For a given mean, m, I have computed individual Poisson probabilities three ways.
1. Using the SAS POISSON function. This is cumulative, so P(m,n) = POISSON(m,n) - POISSON(m,(n-1))
2. Using the formula P(m,n) = exp(-m) * (m**n) / (n!)
In SAS, this is computed as: EXP(-m) * (m**n) / FACT(n)
3. Using the recursive formula: P(m,0) = exp(-m) and P(m,n) = P(m,(n-1)) * (m / n)
Using m = 5 and computing up to n = 30, I have found bigger differences between the methods than I would like to see. Methods 2 and 3 agree all the way to n = 30, but Method 1, using the SAS POISSON function, starts to diverge at n = 26.

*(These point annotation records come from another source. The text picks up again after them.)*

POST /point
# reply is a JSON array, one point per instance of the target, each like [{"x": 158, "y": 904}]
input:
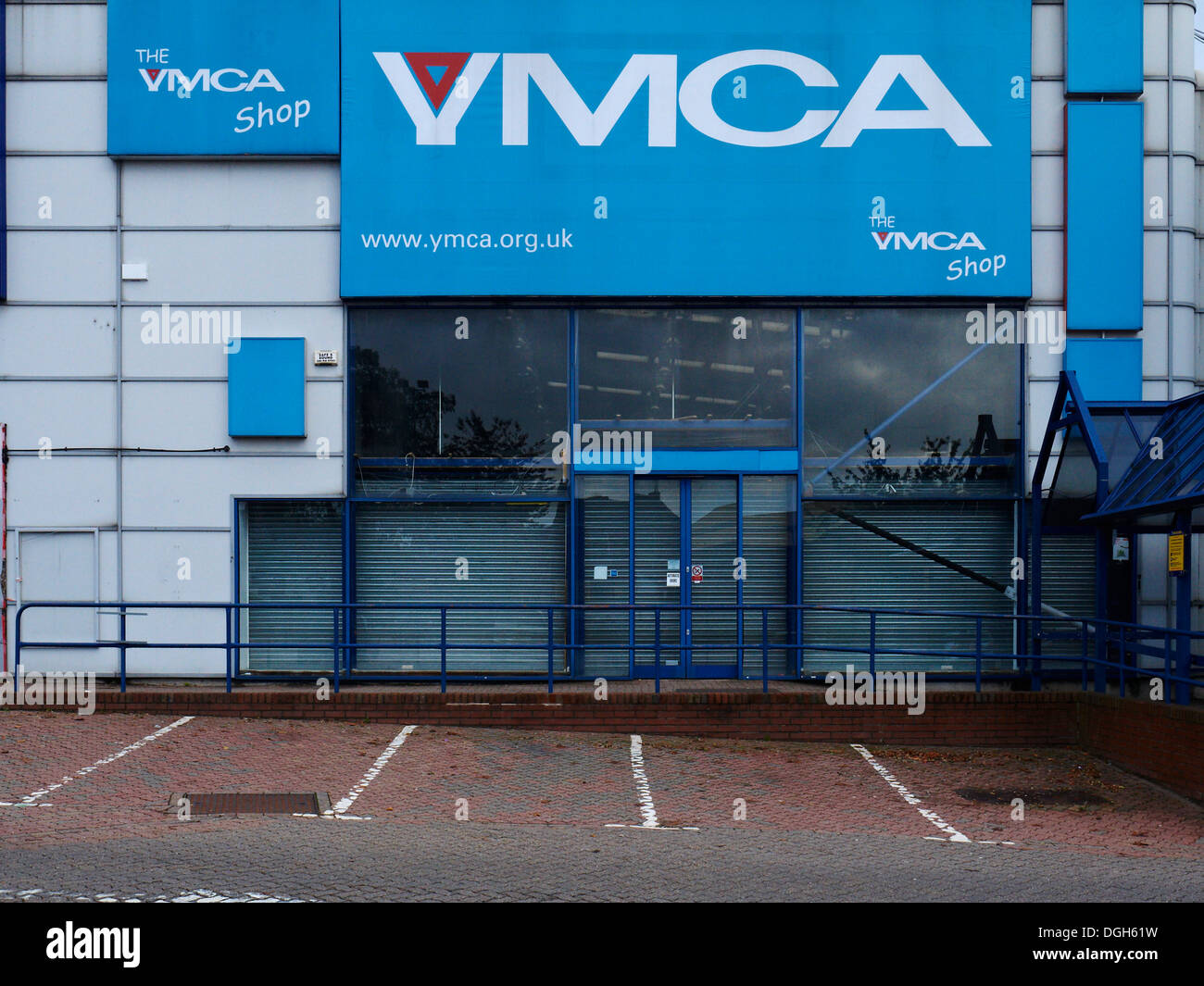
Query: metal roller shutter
[
  {"x": 294, "y": 555},
  {"x": 413, "y": 553},
  {"x": 713, "y": 529},
  {"x": 847, "y": 565},
  {"x": 1068, "y": 583}
]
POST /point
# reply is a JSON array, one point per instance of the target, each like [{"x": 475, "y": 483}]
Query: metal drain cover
[
  {"x": 259, "y": 803},
  {"x": 1034, "y": 797}
]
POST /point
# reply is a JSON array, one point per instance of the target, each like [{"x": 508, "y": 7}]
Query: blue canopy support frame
[{"x": 1164, "y": 478}]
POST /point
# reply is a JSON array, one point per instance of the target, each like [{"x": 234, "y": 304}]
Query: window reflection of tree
[
  {"x": 942, "y": 464},
  {"x": 397, "y": 419},
  {"x": 393, "y": 416}
]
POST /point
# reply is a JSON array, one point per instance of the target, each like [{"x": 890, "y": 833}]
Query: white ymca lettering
[
  {"x": 927, "y": 241},
  {"x": 218, "y": 80},
  {"x": 942, "y": 111}
]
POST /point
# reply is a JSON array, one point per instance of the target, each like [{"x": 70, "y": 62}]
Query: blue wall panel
[
  {"x": 1106, "y": 211},
  {"x": 266, "y": 389},
  {"x": 1103, "y": 46},
  {"x": 1108, "y": 369}
]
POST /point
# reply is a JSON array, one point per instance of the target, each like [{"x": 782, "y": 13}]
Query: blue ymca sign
[
  {"x": 223, "y": 77},
  {"x": 686, "y": 147}
]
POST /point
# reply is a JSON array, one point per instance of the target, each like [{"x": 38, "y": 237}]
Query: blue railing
[{"x": 1108, "y": 649}]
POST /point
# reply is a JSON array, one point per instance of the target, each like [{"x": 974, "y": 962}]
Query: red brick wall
[
  {"x": 994, "y": 718},
  {"x": 1154, "y": 740}
]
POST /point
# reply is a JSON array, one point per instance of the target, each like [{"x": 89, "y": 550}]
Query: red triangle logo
[{"x": 421, "y": 65}]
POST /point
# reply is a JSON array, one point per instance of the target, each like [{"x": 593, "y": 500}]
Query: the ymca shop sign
[
  {"x": 223, "y": 77},
  {"x": 686, "y": 147}
]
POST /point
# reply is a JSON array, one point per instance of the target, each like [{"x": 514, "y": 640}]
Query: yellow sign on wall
[{"x": 1175, "y": 552}]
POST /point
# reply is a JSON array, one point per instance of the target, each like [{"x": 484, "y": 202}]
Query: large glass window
[
  {"x": 458, "y": 384},
  {"x": 696, "y": 378},
  {"x": 901, "y": 402}
]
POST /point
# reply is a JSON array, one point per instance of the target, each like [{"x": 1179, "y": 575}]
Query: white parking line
[
  {"x": 642, "y": 789},
  {"x": 373, "y": 770},
  {"x": 952, "y": 833},
  {"x": 31, "y": 798}
]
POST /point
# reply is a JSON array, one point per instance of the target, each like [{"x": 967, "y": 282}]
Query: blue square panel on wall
[
  {"x": 266, "y": 389},
  {"x": 1103, "y": 47},
  {"x": 1108, "y": 369}
]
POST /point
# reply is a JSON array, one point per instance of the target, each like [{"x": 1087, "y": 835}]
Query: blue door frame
[{"x": 683, "y": 643}]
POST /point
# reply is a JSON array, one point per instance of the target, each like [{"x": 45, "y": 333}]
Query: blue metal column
[{"x": 1184, "y": 610}]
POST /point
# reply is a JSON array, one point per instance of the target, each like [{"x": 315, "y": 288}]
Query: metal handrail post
[
  {"x": 1084, "y": 655},
  {"x": 873, "y": 643},
  {"x": 335, "y": 650},
  {"x": 657, "y": 650},
  {"x": 229, "y": 612},
  {"x": 444, "y": 649},
  {"x": 978, "y": 654},
  {"x": 550, "y": 649},
  {"x": 765, "y": 649},
  {"x": 121, "y": 645}
]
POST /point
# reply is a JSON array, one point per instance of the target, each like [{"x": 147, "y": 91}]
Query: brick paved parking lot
[{"x": 445, "y": 813}]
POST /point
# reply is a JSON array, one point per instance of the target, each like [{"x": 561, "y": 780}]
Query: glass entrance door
[
  {"x": 658, "y": 512},
  {"x": 696, "y": 548}
]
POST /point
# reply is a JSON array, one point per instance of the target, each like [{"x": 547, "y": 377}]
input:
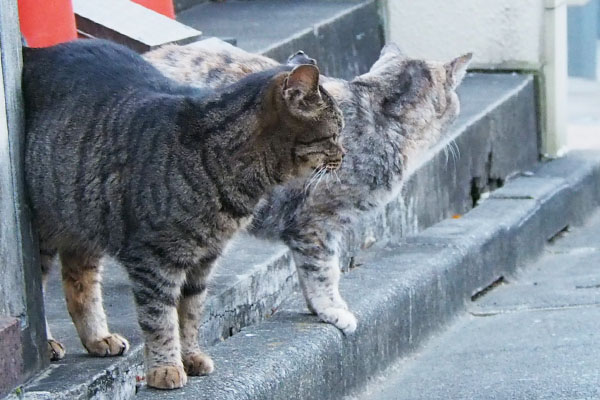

CAN ANYONE PLEASE TELL ME WHICH METHOD IS THE MOST ACCURATE?
18 %let poimean = 5 ;
21 %let uplim = 30 ;
37 * method 2 ;
38 data _null_ ;
39 expm = exp(-&poimean.) ;
40 put expm= ;
41 do n = 0 to &uplim. ;
42 poi_n = expm * (&poimean.**n) / fact(n) ;
43 put n= poi_n= ;
44 end ;
45 run ;
I think the problem is n! .when n greater than 26 n! will be very very large to out the range of sas 's exact integer.Normally due to big n ,we will use Scott Formula
to approach n! .That is the reason why method 1 is different from 2 3.
In my opinion,Recommend to use method 1.
I am not quit sure my answer is right,it is just my opinion.